The 'Ethics' of the Washington Torture Crowd

Today's online edition of the Wall Street Journal features an editorial piece titled "Presidential Poison." According to the WSJ's op-ed, the Washington torture gang that was responsible for the vile, diabolical water boarding acts in Iraq -- yes, those who were under former Dictator George W. Bush -- should get a "Get-Out-of-Jail-Free" card because what they had done in the last eight years was ethical. After all, these federal thugs were just "acting in good faith," according to the neocon brown-nosing sycophants at the WSJ.

The editors of the WSJ penned the following passage in the piece, which should give more than enough reason of raising eyebrows to anyone who reads it:

Policy disputes, often bitter, are the stuff of democratic politics. Elections settle those battles, at least for a time, and Mr. Obama's victory in November has given him the right to change policies on interrogations, Guantanamo, or anything on which he can muster enough support. But at least until now, the U.S. political system has avoided the spectacle of a new Administration prosecuting [the Bush administration] for policy disagreements. This is what happens in Argentina, Malaysia or Peru, countries where the law is treated merely as an extension of political power.


It gets worse. The news organization tries to justify President Obama's precedessor's actions with these last three paragraphs:

Mr. Obama may think he can soar above all of this, but he'll soon learn otherwise. The Beltway's political energy will focus more on the spectacle of revenge, and less on his agenda. The CIA will have its reputation smeared, and its agents second-guessing themselves. And if there is another terror attack against Americans, Mr. Obama will have set himself up for the argument that his campaign against the Bush policies is partly to blame.

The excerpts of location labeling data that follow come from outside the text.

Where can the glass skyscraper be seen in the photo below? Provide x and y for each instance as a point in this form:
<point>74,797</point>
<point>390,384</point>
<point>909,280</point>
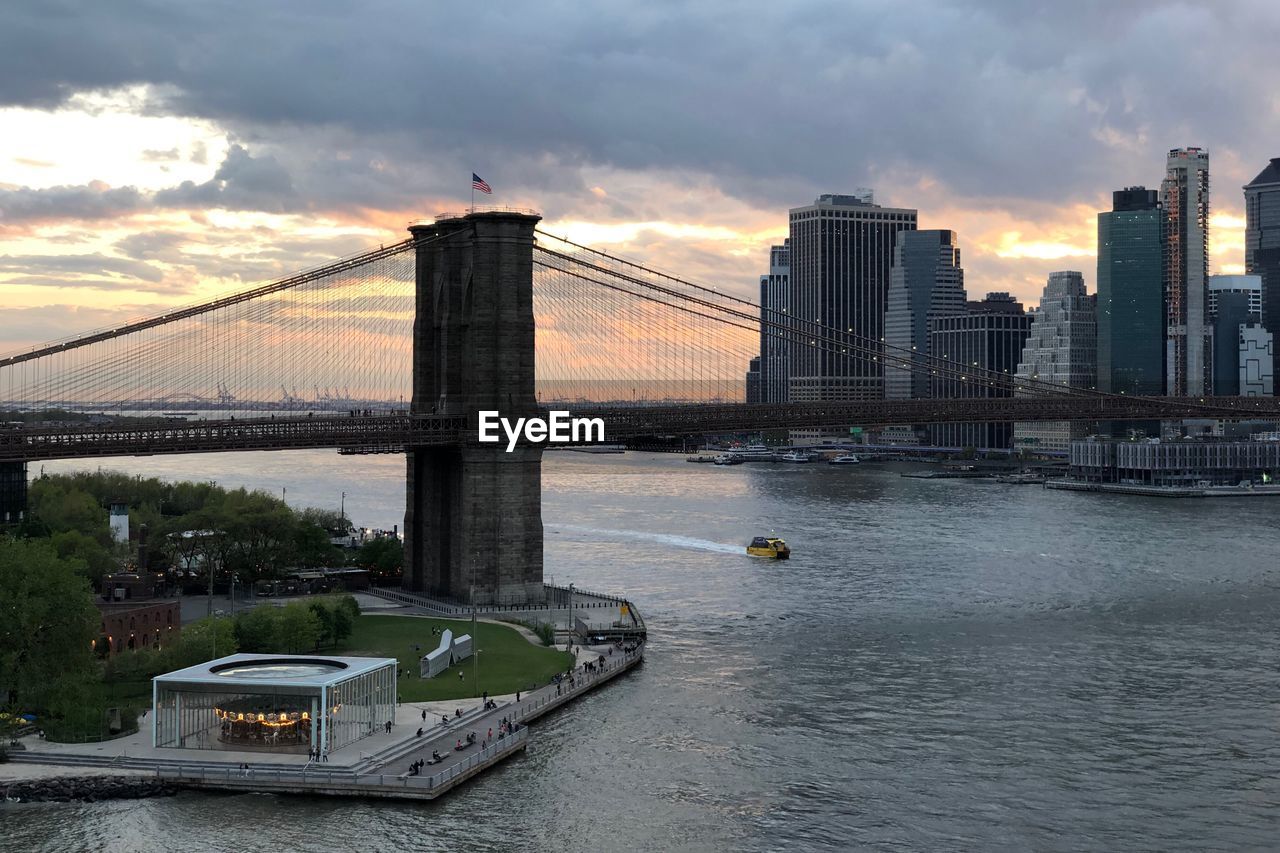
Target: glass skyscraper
<point>927,281</point>
<point>1184,195</point>
<point>987,336</point>
<point>1262,245</point>
<point>1132,320</point>
<point>775,315</point>
<point>841,256</point>
<point>1060,350</point>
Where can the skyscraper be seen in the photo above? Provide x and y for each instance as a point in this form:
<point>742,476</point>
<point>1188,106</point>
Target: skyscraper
<point>775,343</point>
<point>1130,305</point>
<point>753,381</point>
<point>1262,245</point>
<point>1184,195</point>
<point>987,336</point>
<point>1061,349</point>
<point>927,281</point>
<point>841,255</point>
<point>1235,302</point>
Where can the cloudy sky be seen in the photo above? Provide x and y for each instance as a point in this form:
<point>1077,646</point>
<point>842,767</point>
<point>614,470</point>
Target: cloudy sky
<point>159,153</point>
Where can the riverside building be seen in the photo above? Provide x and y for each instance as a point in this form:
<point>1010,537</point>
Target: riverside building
<point>1239,340</point>
<point>1130,299</point>
<point>987,337</point>
<point>1060,350</point>
<point>775,341</point>
<point>1188,463</point>
<point>274,702</point>
<point>1262,245</point>
<point>926,282</point>
<point>841,260</point>
<point>1184,196</point>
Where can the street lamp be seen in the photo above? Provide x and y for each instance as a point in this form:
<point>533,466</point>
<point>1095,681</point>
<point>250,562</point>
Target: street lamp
<point>571,617</point>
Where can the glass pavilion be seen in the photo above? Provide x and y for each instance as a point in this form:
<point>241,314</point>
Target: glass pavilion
<point>273,702</point>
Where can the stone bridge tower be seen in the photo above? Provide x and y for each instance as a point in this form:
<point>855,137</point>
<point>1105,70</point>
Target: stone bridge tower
<point>472,518</point>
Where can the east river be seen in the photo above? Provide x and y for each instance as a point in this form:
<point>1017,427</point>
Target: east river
<point>942,665</point>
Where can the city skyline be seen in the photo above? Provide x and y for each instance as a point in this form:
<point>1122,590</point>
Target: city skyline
<point>197,182</point>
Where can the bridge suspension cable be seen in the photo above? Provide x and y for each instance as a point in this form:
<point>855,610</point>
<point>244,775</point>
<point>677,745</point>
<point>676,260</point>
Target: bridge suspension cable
<point>740,313</point>
<point>336,337</point>
<point>643,282</point>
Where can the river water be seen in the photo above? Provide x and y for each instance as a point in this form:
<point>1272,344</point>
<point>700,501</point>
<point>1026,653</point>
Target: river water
<point>942,665</point>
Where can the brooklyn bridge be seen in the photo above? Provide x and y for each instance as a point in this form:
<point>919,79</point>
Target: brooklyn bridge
<point>398,349</point>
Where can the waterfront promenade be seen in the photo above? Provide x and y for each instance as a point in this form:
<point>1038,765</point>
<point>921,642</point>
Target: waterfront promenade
<point>376,766</point>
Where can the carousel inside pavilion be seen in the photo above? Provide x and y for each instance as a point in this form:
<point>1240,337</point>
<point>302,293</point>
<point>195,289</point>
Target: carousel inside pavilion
<point>273,703</point>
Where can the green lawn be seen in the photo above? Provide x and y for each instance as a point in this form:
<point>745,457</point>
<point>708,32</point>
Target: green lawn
<point>508,662</point>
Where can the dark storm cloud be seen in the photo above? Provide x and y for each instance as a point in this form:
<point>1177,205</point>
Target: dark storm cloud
<point>242,182</point>
<point>63,269</point>
<point>92,201</point>
<point>995,100</point>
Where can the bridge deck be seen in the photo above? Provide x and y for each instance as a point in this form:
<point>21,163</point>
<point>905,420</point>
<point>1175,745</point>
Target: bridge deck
<point>394,433</point>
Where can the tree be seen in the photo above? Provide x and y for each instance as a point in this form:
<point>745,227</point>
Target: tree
<point>91,557</point>
<point>257,629</point>
<point>48,623</point>
<point>300,629</point>
<point>342,623</point>
<point>324,616</point>
<point>382,557</point>
<point>311,546</point>
<point>63,506</point>
<point>201,641</point>
<point>350,605</point>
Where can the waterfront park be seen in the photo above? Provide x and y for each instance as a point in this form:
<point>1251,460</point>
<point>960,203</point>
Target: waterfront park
<point>73,694</point>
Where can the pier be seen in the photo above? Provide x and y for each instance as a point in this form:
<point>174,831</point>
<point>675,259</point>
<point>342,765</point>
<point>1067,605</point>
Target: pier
<point>380,772</point>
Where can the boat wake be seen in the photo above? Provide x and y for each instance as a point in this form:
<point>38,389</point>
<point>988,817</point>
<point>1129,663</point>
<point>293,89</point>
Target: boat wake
<point>664,538</point>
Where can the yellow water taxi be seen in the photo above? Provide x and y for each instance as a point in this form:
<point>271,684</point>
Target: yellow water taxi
<point>768,547</point>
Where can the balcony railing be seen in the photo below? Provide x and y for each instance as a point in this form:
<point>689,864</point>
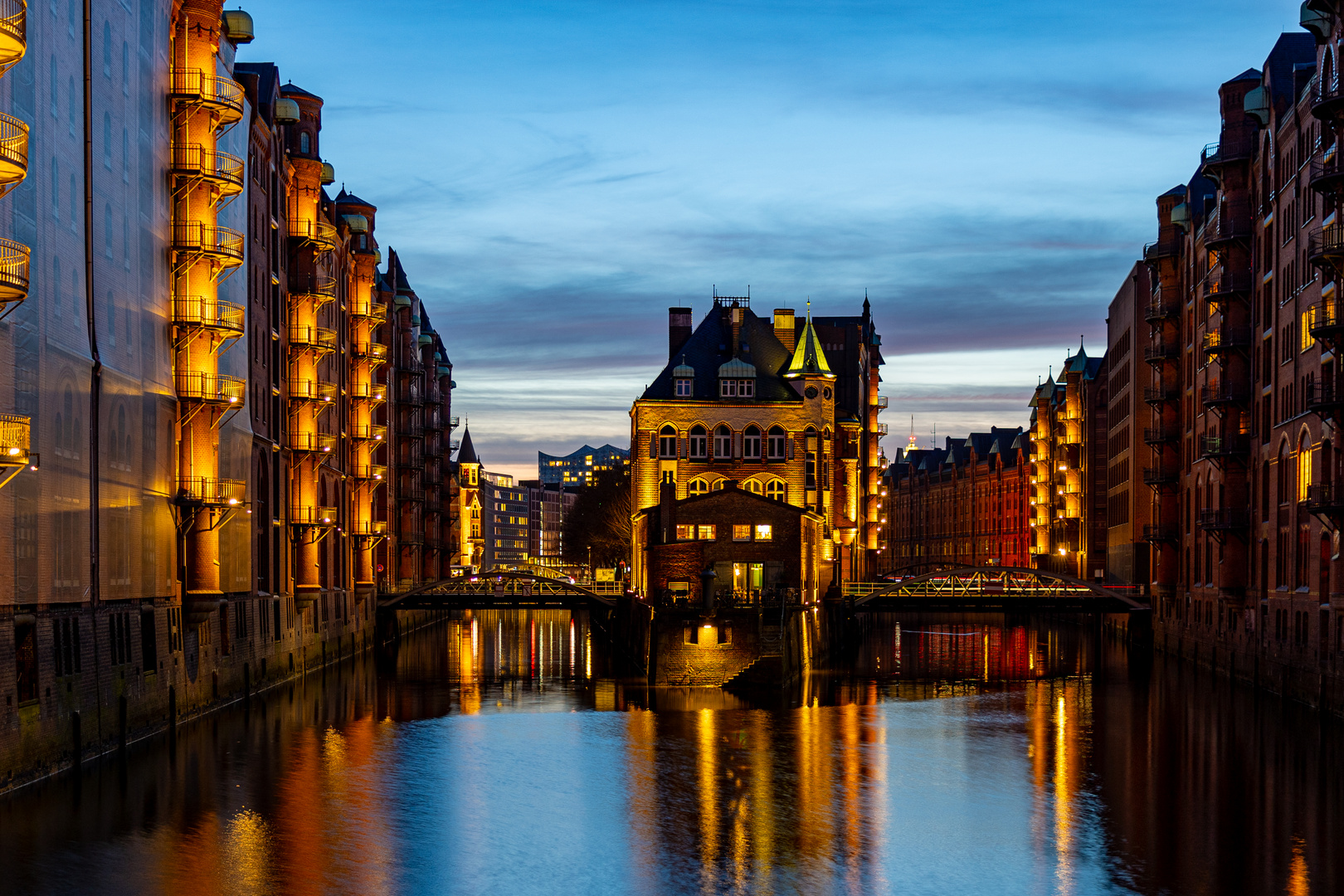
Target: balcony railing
<point>318,289</point>
<point>208,314</point>
<point>210,492</point>
<point>1326,320</point>
<point>222,169</point>
<point>1222,395</point>
<point>1227,285</point>
<point>316,338</point>
<point>212,388</point>
<point>1163,249</point>
<point>14,271</point>
<point>312,391</point>
<point>221,95</point>
<point>1224,519</point>
<point>1327,245</point>
<point>1161,353</point>
<point>14,32</point>
<point>1160,310</point>
<point>370,351</point>
<point>314,442</point>
<point>1220,446</point>
<point>371,308</point>
<point>368,391</point>
<point>366,528</point>
<point>15,440</point>
<point>319,234</point>
<point>312,516</point>
<point>368,433</point>
<point>1226,338</point>
<point>221,245</point>
<point>14,152</point>
<point>1160,475</point>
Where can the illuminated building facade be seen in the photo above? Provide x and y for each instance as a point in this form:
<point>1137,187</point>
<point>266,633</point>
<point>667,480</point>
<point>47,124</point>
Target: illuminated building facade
<point>1244,324</point>
<point>965,504</point>
<point>1127,499</point>
<point>786,407</point>
<point>1069,455</point>
<point>203,370</point>
<point>581,466</point>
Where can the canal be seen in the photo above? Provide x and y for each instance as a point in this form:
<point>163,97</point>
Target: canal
<point>492,755</point>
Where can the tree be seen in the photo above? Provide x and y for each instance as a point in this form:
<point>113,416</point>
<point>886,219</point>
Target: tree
<point>600,520</point>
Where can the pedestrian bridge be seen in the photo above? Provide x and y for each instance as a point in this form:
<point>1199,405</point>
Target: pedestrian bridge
<point>993,590</point>
<point>503,590</point>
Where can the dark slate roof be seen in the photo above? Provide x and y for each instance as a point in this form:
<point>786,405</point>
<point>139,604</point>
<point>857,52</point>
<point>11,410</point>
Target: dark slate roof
<point>466,455</point>
<point>709,348</point>
<point>295,90</point>
<point>351,197</point>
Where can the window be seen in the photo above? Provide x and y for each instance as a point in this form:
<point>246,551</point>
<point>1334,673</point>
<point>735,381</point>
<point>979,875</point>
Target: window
<point>699,442</point>
<point>723,442</point>
<point>752,444</point>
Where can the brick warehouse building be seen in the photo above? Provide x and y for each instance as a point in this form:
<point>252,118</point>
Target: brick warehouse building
<point>965,504</point>
<point>216,373</point>
<point>1244,392</point>
<point>786,409</point>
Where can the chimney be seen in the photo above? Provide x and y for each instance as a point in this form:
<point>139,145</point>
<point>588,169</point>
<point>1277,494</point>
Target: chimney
<point>679,329</point>
<point>784,329</point>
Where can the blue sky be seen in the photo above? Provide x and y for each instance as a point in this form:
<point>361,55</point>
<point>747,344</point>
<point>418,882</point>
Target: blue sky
<point>555,175</point>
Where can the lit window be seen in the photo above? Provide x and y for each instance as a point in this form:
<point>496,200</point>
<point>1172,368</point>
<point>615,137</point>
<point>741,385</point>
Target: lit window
<point>667,442</point>
<point>699,442</point>
<point>752,444</point>
<point>723,442</point>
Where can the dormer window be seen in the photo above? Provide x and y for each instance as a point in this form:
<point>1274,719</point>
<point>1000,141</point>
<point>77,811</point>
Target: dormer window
<point>737,388</point>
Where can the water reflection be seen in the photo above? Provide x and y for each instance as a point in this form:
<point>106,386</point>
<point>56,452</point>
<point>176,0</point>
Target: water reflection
<point>491,755</point>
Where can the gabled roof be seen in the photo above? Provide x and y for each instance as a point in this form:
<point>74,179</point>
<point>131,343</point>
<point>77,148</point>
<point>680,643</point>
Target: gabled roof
<point>808,358</point>
<point>466,455</point>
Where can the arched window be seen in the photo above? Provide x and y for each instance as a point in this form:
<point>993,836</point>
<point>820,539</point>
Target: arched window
<point>1304,466</point>
<point>667,442</point>
<point>723,442</point>
<point>699,442</point>
<point>752,446</point>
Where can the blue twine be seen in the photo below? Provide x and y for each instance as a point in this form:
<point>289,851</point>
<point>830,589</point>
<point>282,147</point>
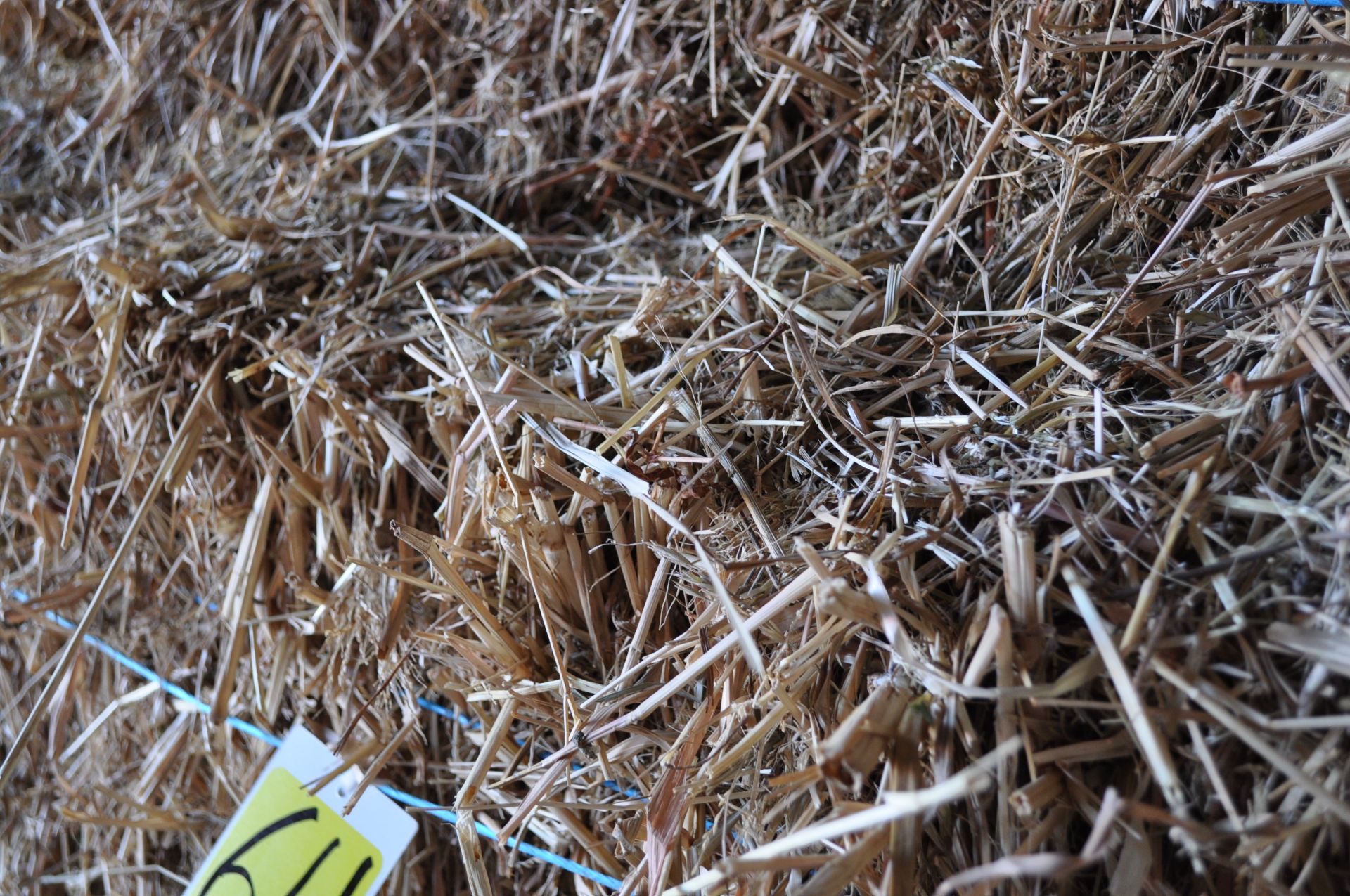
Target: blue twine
<point>1299,3</point>
<point>392,793</point>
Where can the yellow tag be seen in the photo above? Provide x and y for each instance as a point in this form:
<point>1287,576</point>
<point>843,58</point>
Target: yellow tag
<point>289,844</point>
<point>285,841</point>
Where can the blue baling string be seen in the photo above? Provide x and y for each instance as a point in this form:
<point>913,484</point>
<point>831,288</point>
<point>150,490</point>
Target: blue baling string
<point>1300,3</point>
<point>392,793</point>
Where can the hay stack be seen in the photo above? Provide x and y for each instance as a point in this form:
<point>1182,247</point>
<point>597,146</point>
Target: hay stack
<point>892,444</point>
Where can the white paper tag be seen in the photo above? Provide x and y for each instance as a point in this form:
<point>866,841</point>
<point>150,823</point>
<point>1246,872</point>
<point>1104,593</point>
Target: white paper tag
<point>285,843</point>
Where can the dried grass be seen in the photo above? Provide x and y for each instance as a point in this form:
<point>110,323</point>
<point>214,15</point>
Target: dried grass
<point>905,444</point>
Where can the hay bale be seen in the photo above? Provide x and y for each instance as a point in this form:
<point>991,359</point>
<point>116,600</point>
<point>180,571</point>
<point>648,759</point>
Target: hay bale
<point>728,444</point>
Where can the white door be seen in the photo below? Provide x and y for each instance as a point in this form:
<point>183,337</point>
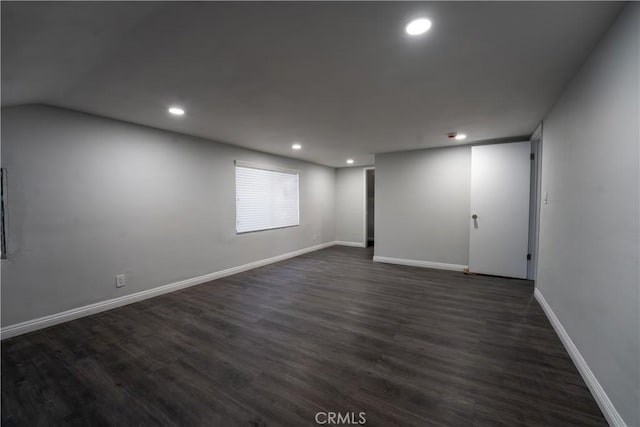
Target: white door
<point>499,222</point>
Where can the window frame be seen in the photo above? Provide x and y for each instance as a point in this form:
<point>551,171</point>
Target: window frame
<point>268,168</point>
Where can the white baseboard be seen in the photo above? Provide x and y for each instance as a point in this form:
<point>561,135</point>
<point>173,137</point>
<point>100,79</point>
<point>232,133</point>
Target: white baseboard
<point>87,310</point>
<point>418,263</point>
<point>607,408</point>
<point>355,244</point>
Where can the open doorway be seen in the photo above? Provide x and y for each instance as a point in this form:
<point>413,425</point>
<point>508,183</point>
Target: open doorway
<point>369,211</point>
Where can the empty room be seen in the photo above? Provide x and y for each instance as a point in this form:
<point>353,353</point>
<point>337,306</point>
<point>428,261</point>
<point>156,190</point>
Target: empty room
<point>320,213</point>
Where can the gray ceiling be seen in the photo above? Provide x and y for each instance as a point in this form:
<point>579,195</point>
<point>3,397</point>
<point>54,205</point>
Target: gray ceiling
<point>341,77</point>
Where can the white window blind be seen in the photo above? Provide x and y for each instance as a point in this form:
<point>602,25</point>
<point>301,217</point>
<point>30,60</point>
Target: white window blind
<point>265,198</point>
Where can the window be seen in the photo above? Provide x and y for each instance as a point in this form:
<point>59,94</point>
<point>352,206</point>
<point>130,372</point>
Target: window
<point>266,198</point>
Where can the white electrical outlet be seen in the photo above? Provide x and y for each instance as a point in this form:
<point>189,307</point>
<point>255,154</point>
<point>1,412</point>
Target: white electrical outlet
<point>120,282</point>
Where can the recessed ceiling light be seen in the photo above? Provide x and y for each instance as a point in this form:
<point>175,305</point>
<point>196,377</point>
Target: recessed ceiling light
<point>457,136</point>
<point>418,26</point>
<point>176,111</point>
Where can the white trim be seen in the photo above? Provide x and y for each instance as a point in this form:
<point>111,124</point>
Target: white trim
<point>418,263</point>
<point>600,396</point>
<point>356,244</point>
<point>75,313</point>
<point>243,164</point>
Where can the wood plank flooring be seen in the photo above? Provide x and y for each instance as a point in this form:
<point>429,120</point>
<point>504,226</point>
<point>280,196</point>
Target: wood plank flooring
<point>326,331</point>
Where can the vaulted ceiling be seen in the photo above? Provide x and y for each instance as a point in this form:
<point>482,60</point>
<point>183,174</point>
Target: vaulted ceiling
<point>341,78</point>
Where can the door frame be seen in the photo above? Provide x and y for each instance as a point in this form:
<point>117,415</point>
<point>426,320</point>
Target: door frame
<point>535,197</point>
<point>365,237</point>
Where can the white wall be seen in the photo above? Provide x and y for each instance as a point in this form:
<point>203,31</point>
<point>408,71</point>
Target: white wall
<point>422,205</point>
<point>350,205</point>
<point>90,198</point>
<point>589,231</point>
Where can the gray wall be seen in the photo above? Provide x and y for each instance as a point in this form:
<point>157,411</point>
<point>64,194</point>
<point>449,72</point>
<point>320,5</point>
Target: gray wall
<point>90,198</point>
<point>589,233</point>
<point>350,204</point>
<point>422,205</point>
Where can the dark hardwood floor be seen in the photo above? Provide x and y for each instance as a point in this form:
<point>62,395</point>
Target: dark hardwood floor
<point>326,331</point>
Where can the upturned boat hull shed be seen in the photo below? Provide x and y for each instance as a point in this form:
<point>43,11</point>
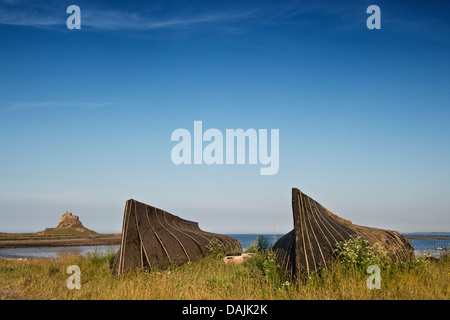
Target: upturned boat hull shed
<point>310,245</point>
<point>154,237</point>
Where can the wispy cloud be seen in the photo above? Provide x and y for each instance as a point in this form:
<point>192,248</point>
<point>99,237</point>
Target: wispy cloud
<point>30,14</point>
<point>55,104</point>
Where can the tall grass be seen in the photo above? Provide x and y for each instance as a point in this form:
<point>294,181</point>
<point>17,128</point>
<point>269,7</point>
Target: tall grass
<point>210,278</point>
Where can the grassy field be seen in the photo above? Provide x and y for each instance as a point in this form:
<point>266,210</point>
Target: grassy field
<point>210,278</point>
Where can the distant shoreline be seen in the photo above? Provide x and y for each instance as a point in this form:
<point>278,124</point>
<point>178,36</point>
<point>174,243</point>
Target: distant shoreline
<point>33,240</point>
<point>10,242</point>
<point>427,238</point>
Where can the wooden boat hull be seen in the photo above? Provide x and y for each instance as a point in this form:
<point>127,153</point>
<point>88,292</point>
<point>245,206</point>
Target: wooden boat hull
<point>154,237</point>
<point>310,245</point>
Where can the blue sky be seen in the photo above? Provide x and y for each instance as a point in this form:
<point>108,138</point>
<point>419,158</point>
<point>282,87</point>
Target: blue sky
<point>86,115</point>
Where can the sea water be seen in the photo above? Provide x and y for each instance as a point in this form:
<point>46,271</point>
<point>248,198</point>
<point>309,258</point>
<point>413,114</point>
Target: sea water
<point>433,247</point>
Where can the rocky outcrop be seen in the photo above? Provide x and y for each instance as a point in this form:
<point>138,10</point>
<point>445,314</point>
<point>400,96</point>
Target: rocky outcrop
<point>69,224</point>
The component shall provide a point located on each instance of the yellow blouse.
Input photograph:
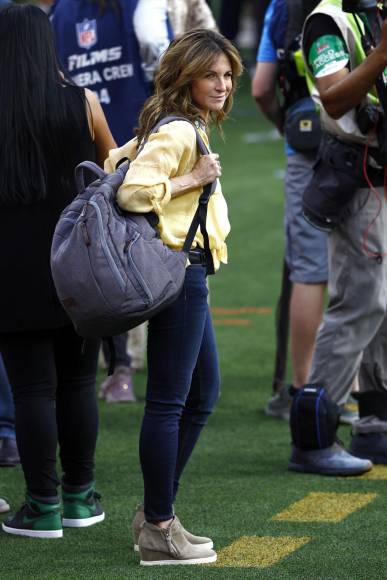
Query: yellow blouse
(171, 152)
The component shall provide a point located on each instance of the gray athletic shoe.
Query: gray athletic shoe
(170, 547)
(349, 413)
(333, 460)
(4, 507)
(139, 520)
(278, 405)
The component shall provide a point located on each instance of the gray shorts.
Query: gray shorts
(306, 248)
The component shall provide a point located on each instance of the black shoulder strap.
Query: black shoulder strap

Above all, the exercise will only embitter Republicans, including the moderates and national-security hawks Mr. Obama may need in the next four years. As patriotic officials who acted in good faith are indicted, smeared, impeached from judgeships or stripped of their academic tenure, the partisan anger and backlash will grow. And speaking of which, when will the GOP Members of Congress begin to denounce this partisan scapegoating? Senior Republicans like Mitch McConnell, Richard Lugar, John McCain, Orrin Hatch, Pat Roberts and Arlen Specter have hardly been profiles in courage.

Mr. Obama is more popular than his policies, due in part to his personal charm and his seeming goodwill. By indulging his party's desire to criminalize policy advice, he has unleashed furies that will haunt his Presidency.


In other words, the previous administration's actions were not only legal; they were also ethical. What the WSJ is really saying is this: "Then-President Bush and his administration's actions with respect to their practices of torture (i.e. water boarding) were moral and ethical, and they were necessary to prevent further attacks against American citizens in the U.S. Any attempt to undo the previous administration's decisions will put us in the cross hairs of the terrorists!"

Moreover, those who were critical of Bush's foreign and rendition policies, as the neocons want us to believe, are wrong and off-base to do so because the torture crowd was either giving the orders to have the "enemy combatants" (formerly called "prisoners of war") to be tortured or following them. That kind of attitude expressed by the pro-torture Wall Street crowd is just as bad as a Nazi soldier killing Jews with his guns or putting them in the ovens and then saying, "We were just doing our jobs!"

As LewRockwell.com blogger Christopher Manion correctly put it, the sad truth is that most politicians who "serve in office" or "represent the people" are basically legal criminals who legally steal from us and use the threat of violence in order to get what they want. They can easily punish their enemies and reward their allies in order to justify their lust for power and insulate themselves from any legal consequences, effectively making them above the law.

Partisanship does not and should not have a license to be reduced to a "policy dispute." It just simply means that some criminals legally decide on partisan politics as a career. Besides, the Democrats, according to the Journal, may be implicated as well. It's even suggested that investigations of any wrongdoing by both parties shouldn't be considered at all. If they are, as the statists say, they should be dismissed. It's an insult to the American people that both parties should not be probed even if they are tied to a crime.

And the Washington establishment says "ethics" matter in politics. How pathetic these people truly are!